11. Data Locality

Data locality is an important concept in computing. Within a compute node access to main memory can slow down the execution speed of programs drastically. Keeping the required data in fast cache layers by utilizing temporal and spatial data locality is advisable.

11.1. Matrix-Matrix Multiplication

This chapter explores and benchmarks the effects of data locality with respect to matrix-matrix multiplication workloads. A simple implementation has three nested loops over the matrix sizes M, N and K. The order of the loops can be interchanged which results in different access patterns to the underlying memory. This influences the utilization of caches through data locality properties and can result in vastly different runtimes of the implementations.

Listing 11.1.1 Matrix-matrix multiplication with nested loops over M, N and K
void matmul_mnk(double* i_A,
                double* i_B,
                double* io_C,
                std::size_t i_m,
                std::size_t i_n,
                std::size_t i_k ){

  for( std::size_t l_m = 0; l_m < i_m; l_m++ )
    for( std::size_t l_n = 0; l_n < i_n; l_n++ )
      for( std::size_t l_k = 0; l_k < i_k; l_k++ )
        io_C[l_m*i_n + l_n] += i_A[l_m*i_k + l_k] * i_B[l_k*i_n + l_n];
}

Task

Part 1: Benchmarking matrix-matrix multiplication performance.

  1. Develop a C/C++ program that measures the performance of matrix-matrix-multiplications.

  2. Execute your programm on a full node of the Ara-Cluster.

  • Your sbatch job should compute the performance for increasing matrix sizes M = N = K from 2 to 1024.

  • Your sbatch job should measure the performance of every possible permutation of the three loops.

  • Store the results in a CSV file named performance.csv with Implementation, M=N=K and GFLOPS as column names.

  • Use several iterations for your measurement to obtain reliable results.

  • Use the compile flags -march=native and -O2.

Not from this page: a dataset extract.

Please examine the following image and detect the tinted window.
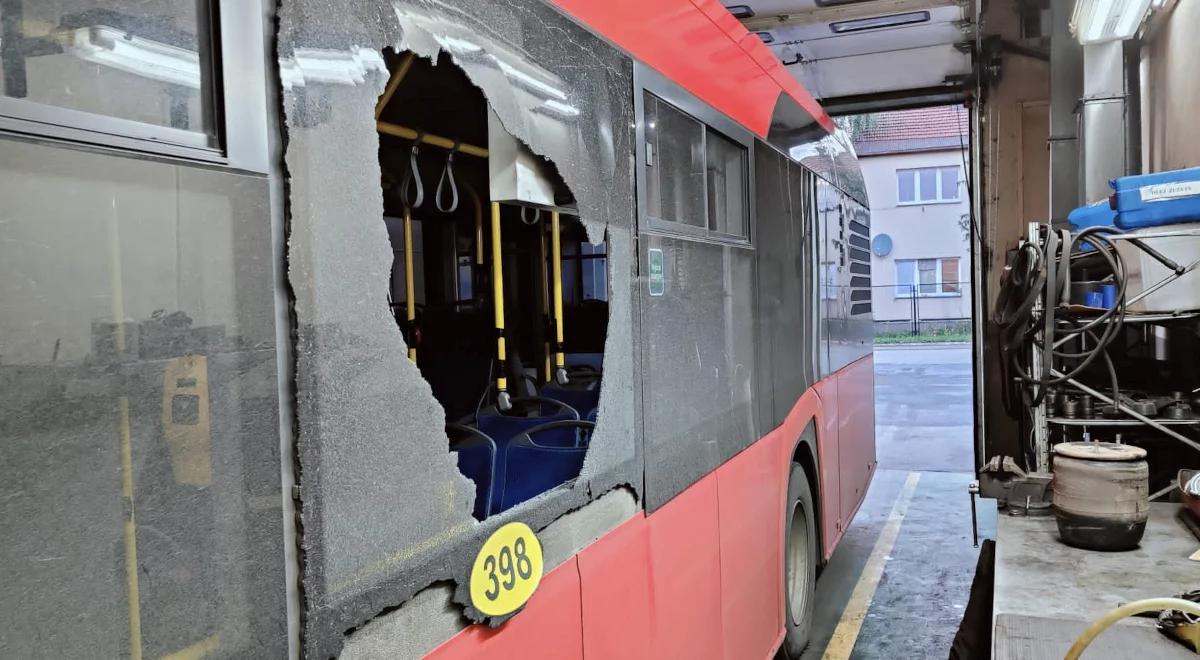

Part 2: Visualizing and evaluating the results.

  1. Develop a script to read the CSV file, plot your measurements and save them as an png image.

  2. Visualize the mkn access pattern. How does it perform in your measurements for large matrices? Explain briefly.

11.2. Blocking

Loop blocking is a technique to increase data locality. The general idea of blocking is to chunk data into blocks which fit into different CPU cache levels. Once loaded as much operations as possible are performed on the block. Then the block is written back to memory and the next one gets loaded. This chapter explores the effectiveness of blocking for matrix-vector multiplications.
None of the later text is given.